Bilder bei Tageslicht gibt es dann bei der nächsten Etappe.

Hm. Übernachten müssen wir ja auch noch. Wo und wie eigentlich? Der letzte Zug ist hier jedenfalls abgefahren. Outdoorprofis hätten jetzt sicher Zelt und Schlafsack dabei. Da wir aber keinen Bock auf Schleppen hatten und gerne ein „vernünftiges“ Bett wollten (verwöhntes Großstadtpack halt), blieb uns nichts anderes übrig, als hier ein Einfamilienhaus zu kaufen. Nein, besser: Ein zum Verkauf stehendes Einfamilienhaus über Errbieennbieh zu mieten. Ja, ein ganzes Haus! Gab halt nichts anderes, denn Altenboizen ist halt touristisch noch nicht soooo sehr erschlossen. Und Bett ohne Haus gibt’s nicht so oft.

Also schnell Hopfensaft und sonstiges Proviant in den Kühlschrank, und ab in das Altenboitzener Nachtleben! Das hieß dann konkret: Zähne geputzt, gegenseitig über schmerzende Beine und Füße vollgejammert und schnell ins Bett.

Ganze 37,65km hatten wir geschafft, und das merkten wir nicht nur am Abend…

Existiert die Geisterbahn auch bei Tag? Wie fühlt es sich an, nach einer 37km Wanderung am nächsten Tag eine 30km Wanderung zu machen? Warum wir fast verhungert wären, uns Rehe aber das Überleben sicherten. Lest selbst, bei der nächsten Etappe! (also abbonieren nicht vergessen!)

Etappe 5: Winsen (Luhe) – Ollsen

Winsen, Donnerstag 15. Februar 2018. 7:12 Uhr.
Februar!!! Irgendwas muss uns durchgeknallt sein, dass wir heute, bei etwa 0 Grad, und angesagtem Schneeregen uns auf den Weg machen. Den Weg weiter nach Pisa. Naja, Nahziel ist erstmal die Lüneburger Heide.
Es ist kalt. Nicht so, dass man sofort erfriert, nein, es ist eher eine Kälte die so ganz langsam in die Kleidung kriecht, sobald man sich nicht mehr bewegt. Natürlich sind wir nicht in Badehose unterwegs und den Wetterbericht haben wir auch studiert und sind dementsprechend gekleidet. Und ja, sicher geht es auch noch deutlich kälter. Trotzdem wären uns Sonnenschein und 20 Grad etwas lieberes Wanderwetter gewesen. Kommt noch. Sogar in Pisa klettert das Thermometer heute auch nicht über 10 Grad und Regen ist dort auch angesagt. Von daher ist es gar nicht so schlimm dass wir noch nicht dort sind. So liegt der Weg noch vor uns.
Damit die Kälte eben nicht ganz langsam in die Kleidung kriecht, sobald man sich nicht mehr bewegt, bewegen wir uns.
Zunächst einmal schnell nachholen, was wir letztes Mal vergessen haben. Ein Foto unseres vorigen Etappenzieles und heute Beginnes – der Bahnhof Winsen.
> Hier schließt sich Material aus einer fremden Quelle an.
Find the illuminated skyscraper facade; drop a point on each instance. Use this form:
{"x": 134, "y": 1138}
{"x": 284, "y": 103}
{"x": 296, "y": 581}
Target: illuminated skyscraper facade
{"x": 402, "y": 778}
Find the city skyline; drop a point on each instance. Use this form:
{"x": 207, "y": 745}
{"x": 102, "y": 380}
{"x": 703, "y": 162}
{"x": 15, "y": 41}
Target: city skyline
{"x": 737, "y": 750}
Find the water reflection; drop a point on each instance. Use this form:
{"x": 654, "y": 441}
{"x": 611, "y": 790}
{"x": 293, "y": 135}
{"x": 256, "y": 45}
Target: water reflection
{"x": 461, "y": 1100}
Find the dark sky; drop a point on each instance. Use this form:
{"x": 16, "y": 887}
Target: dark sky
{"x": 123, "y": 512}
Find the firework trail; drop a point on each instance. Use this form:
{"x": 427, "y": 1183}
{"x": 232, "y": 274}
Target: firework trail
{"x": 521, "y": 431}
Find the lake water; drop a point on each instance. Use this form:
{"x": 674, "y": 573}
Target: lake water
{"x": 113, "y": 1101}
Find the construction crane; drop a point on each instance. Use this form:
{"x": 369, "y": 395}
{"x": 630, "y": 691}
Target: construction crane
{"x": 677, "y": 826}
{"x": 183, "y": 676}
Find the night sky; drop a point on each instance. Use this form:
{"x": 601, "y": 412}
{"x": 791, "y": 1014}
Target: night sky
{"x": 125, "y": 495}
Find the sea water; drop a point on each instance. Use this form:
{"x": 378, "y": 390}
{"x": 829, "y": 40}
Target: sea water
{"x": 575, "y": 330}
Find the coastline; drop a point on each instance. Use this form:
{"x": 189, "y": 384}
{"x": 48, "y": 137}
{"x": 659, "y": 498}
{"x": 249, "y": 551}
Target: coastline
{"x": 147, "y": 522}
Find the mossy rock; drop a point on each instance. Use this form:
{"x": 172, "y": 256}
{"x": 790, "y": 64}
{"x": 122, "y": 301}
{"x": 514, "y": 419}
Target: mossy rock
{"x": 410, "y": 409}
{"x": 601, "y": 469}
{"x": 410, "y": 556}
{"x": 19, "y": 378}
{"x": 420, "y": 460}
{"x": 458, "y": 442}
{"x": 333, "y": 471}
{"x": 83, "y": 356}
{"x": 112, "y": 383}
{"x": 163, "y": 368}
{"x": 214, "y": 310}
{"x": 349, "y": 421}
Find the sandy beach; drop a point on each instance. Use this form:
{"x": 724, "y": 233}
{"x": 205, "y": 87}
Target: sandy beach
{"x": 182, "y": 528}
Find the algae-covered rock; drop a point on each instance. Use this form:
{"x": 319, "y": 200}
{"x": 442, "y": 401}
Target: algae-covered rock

Etwas später stelle ich fest, dass der Autofokus in meiner Kamera ausgeschaltet war. Naja…

Hier zum Nachverfolgen der Streckenverlauf:

Also geht es zunächst durch Winsen. In der Schule hier fängt gerade der Unterricht an. Auf dem Fahrrad kommen uns Pendler auf dem Weg zum Bahnhof entgehen. Auf die Idee hier zu Wandern kommt außer uns niemand.

In Hamburg sind wir zwar nicht, einen Jungfernstieg gibt es trotzdem.


Diese Straße hat man wohl vergessen, weiterzubauen.

Wir unterqueren die A39 und erreichen Luhdorf. Man könnte lästern ob sich da beim ersten Buchstaben jemand im Alphabet um einen Buchstaben vertan hat. Machen wir aber nicht.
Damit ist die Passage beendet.